Overdose Prevention Ottawa closing pop-up injection site at Raphael Brunet Park

Overdose Prevention Ottawa says it is closing down its pop-up supervised drug consumption site at Raphael Brunet Park, in Lowertown, this week.

The controversial site had been operating since August 25, with no formal approval from Health Canada like other supervised injection sites in the city. Organizers cited local bylaw exemptions and the federal Good Samaritan Overdose Act as justification for operating.

In a statement issued Tuesday, OPO says, “thanks to our efforts there are now two supervised injection services operating within two blocks of our site.” The opening of the sites – at the Ottawa Public Health office on Clarence Street and the Shepherds of Good Hope on King Edward Avenue – has warranted “a reconsideration of the need for our services in Lowertown,” OPO said.
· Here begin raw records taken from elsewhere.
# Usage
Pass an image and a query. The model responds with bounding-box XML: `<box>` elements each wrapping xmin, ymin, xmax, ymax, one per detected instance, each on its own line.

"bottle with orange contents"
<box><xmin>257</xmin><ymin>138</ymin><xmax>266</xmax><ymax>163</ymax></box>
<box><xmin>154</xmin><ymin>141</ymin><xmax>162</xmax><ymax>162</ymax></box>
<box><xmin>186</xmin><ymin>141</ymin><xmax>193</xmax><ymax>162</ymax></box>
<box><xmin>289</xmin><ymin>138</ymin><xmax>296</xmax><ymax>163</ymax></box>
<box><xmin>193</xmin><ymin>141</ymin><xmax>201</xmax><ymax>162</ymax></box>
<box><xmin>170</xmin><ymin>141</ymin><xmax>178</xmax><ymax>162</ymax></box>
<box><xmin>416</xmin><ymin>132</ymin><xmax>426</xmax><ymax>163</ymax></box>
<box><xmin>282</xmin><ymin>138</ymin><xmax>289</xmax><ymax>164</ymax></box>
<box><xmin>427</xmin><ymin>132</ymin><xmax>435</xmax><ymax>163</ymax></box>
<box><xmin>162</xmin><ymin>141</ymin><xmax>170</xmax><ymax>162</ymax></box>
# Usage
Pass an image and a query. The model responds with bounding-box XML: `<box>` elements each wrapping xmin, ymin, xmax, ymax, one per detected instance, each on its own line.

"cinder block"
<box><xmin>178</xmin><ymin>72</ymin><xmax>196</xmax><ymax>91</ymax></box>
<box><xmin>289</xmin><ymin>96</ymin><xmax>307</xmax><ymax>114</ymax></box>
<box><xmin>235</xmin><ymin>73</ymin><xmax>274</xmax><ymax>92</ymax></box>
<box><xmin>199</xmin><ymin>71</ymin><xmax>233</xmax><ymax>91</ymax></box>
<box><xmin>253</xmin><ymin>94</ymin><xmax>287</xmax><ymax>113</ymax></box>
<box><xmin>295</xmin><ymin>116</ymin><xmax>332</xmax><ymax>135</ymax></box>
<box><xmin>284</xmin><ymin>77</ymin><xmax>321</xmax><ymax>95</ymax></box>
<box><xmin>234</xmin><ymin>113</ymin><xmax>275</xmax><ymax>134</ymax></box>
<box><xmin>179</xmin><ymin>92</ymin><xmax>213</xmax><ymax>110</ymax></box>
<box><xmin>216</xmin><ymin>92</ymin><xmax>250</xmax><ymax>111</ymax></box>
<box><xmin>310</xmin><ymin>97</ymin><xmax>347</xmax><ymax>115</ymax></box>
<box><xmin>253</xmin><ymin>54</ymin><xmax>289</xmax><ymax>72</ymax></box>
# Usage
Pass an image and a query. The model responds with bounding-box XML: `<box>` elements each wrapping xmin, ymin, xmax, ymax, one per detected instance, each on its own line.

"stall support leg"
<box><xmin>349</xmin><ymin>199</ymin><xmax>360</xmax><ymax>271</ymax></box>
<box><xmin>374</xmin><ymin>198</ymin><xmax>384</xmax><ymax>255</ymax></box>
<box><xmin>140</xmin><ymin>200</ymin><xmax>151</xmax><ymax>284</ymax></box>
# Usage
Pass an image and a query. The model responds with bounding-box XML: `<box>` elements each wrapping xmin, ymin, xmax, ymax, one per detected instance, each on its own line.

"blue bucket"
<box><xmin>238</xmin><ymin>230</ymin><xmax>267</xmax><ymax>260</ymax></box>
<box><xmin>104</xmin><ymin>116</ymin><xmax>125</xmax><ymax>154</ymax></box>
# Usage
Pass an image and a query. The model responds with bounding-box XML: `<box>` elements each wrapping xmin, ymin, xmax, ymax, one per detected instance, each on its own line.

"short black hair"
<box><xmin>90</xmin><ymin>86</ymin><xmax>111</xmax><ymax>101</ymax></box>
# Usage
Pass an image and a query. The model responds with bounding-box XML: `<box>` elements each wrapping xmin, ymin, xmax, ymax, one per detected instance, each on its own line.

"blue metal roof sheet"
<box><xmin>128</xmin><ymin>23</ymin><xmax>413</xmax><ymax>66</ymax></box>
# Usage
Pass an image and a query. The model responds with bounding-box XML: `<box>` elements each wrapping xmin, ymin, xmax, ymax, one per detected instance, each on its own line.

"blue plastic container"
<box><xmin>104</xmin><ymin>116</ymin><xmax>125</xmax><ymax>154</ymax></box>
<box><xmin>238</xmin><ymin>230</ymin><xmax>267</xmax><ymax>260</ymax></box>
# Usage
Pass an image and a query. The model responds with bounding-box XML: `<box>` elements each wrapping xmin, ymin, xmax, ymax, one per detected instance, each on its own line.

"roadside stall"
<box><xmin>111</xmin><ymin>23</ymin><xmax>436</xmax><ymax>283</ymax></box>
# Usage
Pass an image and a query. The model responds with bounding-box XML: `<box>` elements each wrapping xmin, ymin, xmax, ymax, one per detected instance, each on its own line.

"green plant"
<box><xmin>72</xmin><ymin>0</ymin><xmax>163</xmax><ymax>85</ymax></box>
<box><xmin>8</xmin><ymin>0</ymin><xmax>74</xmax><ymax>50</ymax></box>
In the time the site has been operating, OPO says they had “3445 visits, reversed five overdoses with naloxone, and prevented hundreds more through various interventions.”

OPO thanked volunteers and members of the community who donated money, food, and supplies for their help.

But the statement wasn’t all glowing. OPO said they are “angry and ashamed by the responses by each level of government to this ongoing emergency.” The group names the actions of Mayor Jim Watson, Rideau-Vanier councillor Mathieu Fleury and Ontario Health Minister Dr. Eric Hoskins as “particularly reprehensible.”

“[They] profess to take action to address the overdose emergency in one breath and then deny services to people who use drugs in another,” the OPO statement says.

Watson has said he wanted to focus on Health Canada-approved sites. He and Police Chief Charles Bordeleau have been at odds over the responsibility for closing down the site. Neither acted to shut the site down in the two months it has been open. Fleury had met with OPO staff in October, but was always opposed to the site being in Raphael Brunet Park. Hoskins had offered winterization supplies for OPO, as the Ministry did for a similar site in Toronto, but he said the City did not agree to the offer, a claim Watson has publicly denied.

Ottawa Public Health has told CFRA their Site Needle and Syringe Program mobile van "has been at the pop-up site location and has supplied the organization with harm reduction supplies."

OPO says they are not going away, but will transition into a second phase of advocacy and service delivery.

“We will continue to monitor and respond to the needs for overdose prevention services throughout the City of Ottawa and take steps to ensure the health and well-being of those who are most at risk of preventable death,” the statement says.

The group wants to see an expansion of supervised consumption services. Particularly inhalation services. "Safer inhalation services, like the kind provided by Overdose Prevention Ottawa, are an essential and currently lacking service in this city," OPO says.